Sure enough! Although the bagel craze is a North American phenomenon, there are still a few places to get a half-decent bagel in Buenos Aires, as I learned firsthand when I joined some visiting college friends on a bagel hunt through middle class, Jewish Villa Crespo last week. (I also learned that the only way to get a bagel in this city is to ask for it with lox and cream cheese–not a disaster given my willingness to eat fish here and the general deliciousness of the combination, but still a little bit limiting, don’t you think?)
We went first to Café Crespin, which had been recommended to my friend Greg by a local contact who was clearly not a bagel devotee. Although the service at Café Crespin was friendly, the sides of potatoes exceptionally flavorful, and the vegetable sandwich we ordered surprisingly well done for a meatless main, the place looked way too trendy to have a great bagel–and sure enough, the roll itself was tiny and tough and overly dense. Everything else was solid enough, though, that I’d be happy to return one Sunday for the brunch that the cafe hypes as its main event.

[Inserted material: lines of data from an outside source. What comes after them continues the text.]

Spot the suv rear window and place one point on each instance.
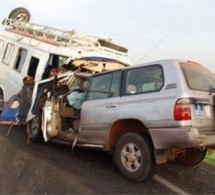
(198, 77)
(143, 79)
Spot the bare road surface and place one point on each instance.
(50, 168)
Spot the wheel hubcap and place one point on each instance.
(131, 157)
(22, 17)
(35, 125)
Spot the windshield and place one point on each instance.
(198, 77)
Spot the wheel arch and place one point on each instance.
(121, 127)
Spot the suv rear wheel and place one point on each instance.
(133, 157)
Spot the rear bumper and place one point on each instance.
(184, 137)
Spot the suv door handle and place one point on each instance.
(110, 105)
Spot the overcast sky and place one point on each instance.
(150, 29)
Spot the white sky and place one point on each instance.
(150, 29)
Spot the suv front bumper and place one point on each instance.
(184, 137)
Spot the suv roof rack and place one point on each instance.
(59, 37)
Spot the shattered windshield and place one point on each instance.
(198, 77)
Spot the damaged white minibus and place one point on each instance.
(32, 54)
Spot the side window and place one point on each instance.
(143, 80)
(20, 59)
(33, 67)
(105, 86)
(8, 53)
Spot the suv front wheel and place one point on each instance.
(133, 157)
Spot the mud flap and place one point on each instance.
(51, 120)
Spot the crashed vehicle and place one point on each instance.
(31, 55)
(143, 115)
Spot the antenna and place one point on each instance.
(162, 40)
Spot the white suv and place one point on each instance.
(145, 115)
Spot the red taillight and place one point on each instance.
(182, 110)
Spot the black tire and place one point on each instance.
(21, 14)
(36, 134)
(134, 157)
(191, 157)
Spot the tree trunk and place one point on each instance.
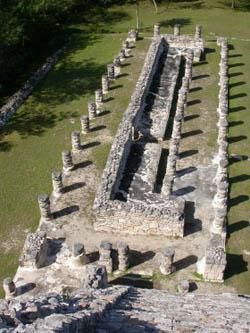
(137, 15)
(156, 7)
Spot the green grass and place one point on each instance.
(32, 141)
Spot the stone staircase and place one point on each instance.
(143, 310)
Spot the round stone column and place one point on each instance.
(111, 71)
(157, 30)
(92, 110)
(99, 100)
(123, 256)
(219, 221)
(117, 67)
(44, 206)
(177, 30)
(76, 141)
(79, 255)
(122, 55)
(198, 32)
(166, 261)
(105, 84)
(105, 258)
(57, 183)
(67, 160)
(85, 124)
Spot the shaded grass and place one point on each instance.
(239, 205)
(32, 141)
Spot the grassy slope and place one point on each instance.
(31, 143)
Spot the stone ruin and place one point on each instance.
(127, 201)
(60, 288)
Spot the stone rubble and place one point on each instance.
(19, 97)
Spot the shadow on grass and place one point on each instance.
(238, 138)
(235, 123)
(191, 117)
(237, 179)
(188, 153)
(191, 133)
(67, 82)
(235, 265)
(65, 211)
(185, 262)
(237, 109)
(174, 21)
(231, 228)
(73, 187)
(237, 200)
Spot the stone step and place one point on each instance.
(143, 310)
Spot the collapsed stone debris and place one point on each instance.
(128, 209)
(129, 205)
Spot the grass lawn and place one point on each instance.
(32, 141)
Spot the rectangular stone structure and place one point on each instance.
(34, 253)
(127, 203)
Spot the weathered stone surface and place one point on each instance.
(19, 97)
(35, 249)
(95, 277)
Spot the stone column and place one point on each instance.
(198, 32)
(219, 222)
(221, 171)
(117, 67)
(79, 255)
(92, 110)
(85, 124)
(220, 198)
(123, 256)
(57, 183)
(111, 71)
(166, 261)
(122, 55)
(9, 288)
(76, 141)
(177, 30)
(105, 84)
(157, 30)
(44, 205)
(188, 70)
(214, 264)
(132, 36)
(183, 287)
(185, 83)
(177, 125)
(126, 48)
(99, 100)
(67, 161)
(105, 258)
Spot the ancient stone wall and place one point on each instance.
(16, 100)
(213, 265)
(148, 214)
(166, 217)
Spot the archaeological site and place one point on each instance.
(140, 246)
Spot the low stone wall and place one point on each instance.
(167, 217)
(185, 42)
(16, 100)
(213, 265)
(57, 313)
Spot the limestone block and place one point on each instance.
(35, 249)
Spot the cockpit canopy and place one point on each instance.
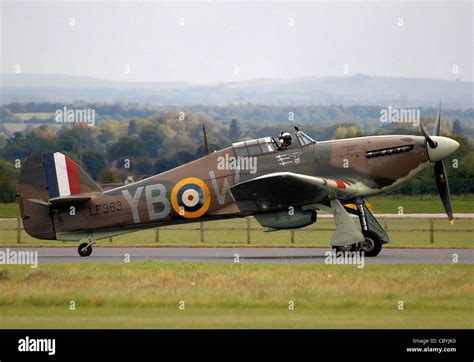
(261, 146)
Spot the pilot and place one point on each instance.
(285, 140)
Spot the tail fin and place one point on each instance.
(45, 178)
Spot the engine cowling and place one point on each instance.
(286, 219)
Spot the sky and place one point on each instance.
(214, 41)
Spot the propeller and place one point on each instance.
(439, 169)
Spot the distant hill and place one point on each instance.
(350, 90)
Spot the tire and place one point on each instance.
(372, 244)
(345, 248)
(84, 250)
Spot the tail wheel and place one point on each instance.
(372, 245)
(84, 249)
(345, 248)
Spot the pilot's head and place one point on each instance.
(285, 139)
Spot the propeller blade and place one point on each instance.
(431, 142)
(443, 188)
(437, 126)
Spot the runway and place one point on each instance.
(244, 255)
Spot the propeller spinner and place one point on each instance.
(439, 148)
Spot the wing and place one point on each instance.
(283, 189)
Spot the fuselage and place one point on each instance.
(200, 190)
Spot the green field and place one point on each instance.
(403, 233)
(147, 295)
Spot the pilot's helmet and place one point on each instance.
(285, 137)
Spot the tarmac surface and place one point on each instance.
(244, 255)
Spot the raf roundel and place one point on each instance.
(190, 197)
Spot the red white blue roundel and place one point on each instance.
(190, 197)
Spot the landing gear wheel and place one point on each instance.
(84, 249)
(345, 248)
(372, 245)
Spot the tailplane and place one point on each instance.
(49, 181)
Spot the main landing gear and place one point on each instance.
(85, 249)
(372, 244)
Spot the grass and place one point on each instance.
(147, 295)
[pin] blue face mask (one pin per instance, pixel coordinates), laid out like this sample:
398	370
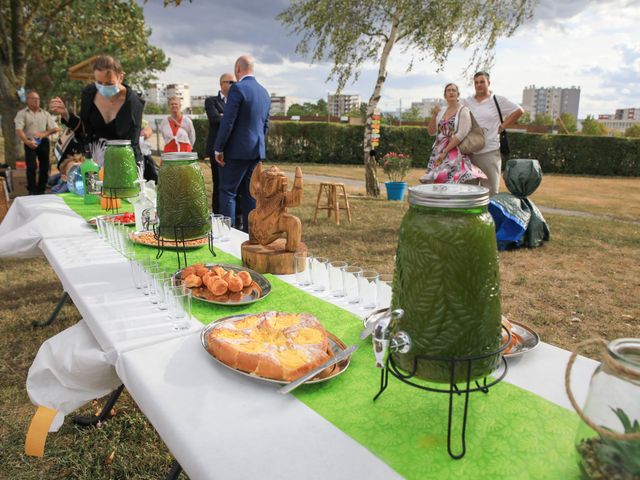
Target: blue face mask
107	90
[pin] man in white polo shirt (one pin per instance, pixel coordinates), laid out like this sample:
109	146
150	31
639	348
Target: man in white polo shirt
484	109
34	126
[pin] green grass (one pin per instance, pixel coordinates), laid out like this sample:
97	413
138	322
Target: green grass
589	271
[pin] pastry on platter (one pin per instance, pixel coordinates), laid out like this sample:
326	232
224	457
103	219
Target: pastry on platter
280	346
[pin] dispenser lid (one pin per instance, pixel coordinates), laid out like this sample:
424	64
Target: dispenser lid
449	195
179	156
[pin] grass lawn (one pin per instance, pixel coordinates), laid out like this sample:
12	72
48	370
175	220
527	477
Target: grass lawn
583	283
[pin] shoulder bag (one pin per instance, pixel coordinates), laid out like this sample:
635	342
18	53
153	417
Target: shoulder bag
504	140
474	141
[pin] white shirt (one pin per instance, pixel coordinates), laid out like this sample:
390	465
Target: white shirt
185	134
487	116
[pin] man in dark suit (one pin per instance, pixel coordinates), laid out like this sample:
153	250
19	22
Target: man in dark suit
214	106
242	140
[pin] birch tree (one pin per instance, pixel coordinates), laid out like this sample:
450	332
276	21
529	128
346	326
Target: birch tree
354	33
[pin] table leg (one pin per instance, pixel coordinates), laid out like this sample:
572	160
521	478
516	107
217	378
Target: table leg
89	421
54	314
174	473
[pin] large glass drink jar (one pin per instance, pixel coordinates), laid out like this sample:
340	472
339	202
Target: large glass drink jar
182	203
608	440
120	170
447	281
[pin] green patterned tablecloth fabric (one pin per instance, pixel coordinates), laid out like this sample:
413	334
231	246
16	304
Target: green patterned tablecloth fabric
511	433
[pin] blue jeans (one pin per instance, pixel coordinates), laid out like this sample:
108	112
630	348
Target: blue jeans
234	179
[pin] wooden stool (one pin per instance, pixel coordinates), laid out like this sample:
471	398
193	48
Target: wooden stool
334	192
4	198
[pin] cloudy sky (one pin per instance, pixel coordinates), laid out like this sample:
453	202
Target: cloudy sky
593	44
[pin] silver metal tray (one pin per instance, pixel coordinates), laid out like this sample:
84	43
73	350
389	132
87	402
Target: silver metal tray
167	244
530	339
92	221
248	294
333	371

Café Crespin can’t hold a candle to our second stop, La Crespo, a newly opened bakery/restaurant six blocks to the west. All of the pastries I had at this tiny place–the potato knish, the bourekas stuffed with eggplant and greens, the tartin–were flaky, buttery and indulgent. My friends had hot pastrami; it went over very well. Stuffed, we made enough room to share a last bagel, and we’re all glad we did–it was light and crunchy and perfectly toasted, without a doubt the best I’ve had yet in BA. And the elderly Jewish couple that runs the place is adorable, overflowing with pride in the food they serve. When I complimented the kindly male half on our meal, he responded, “Yes, we make very good bagels, and we make very good hot pastrami.” It would have been hard to disagree.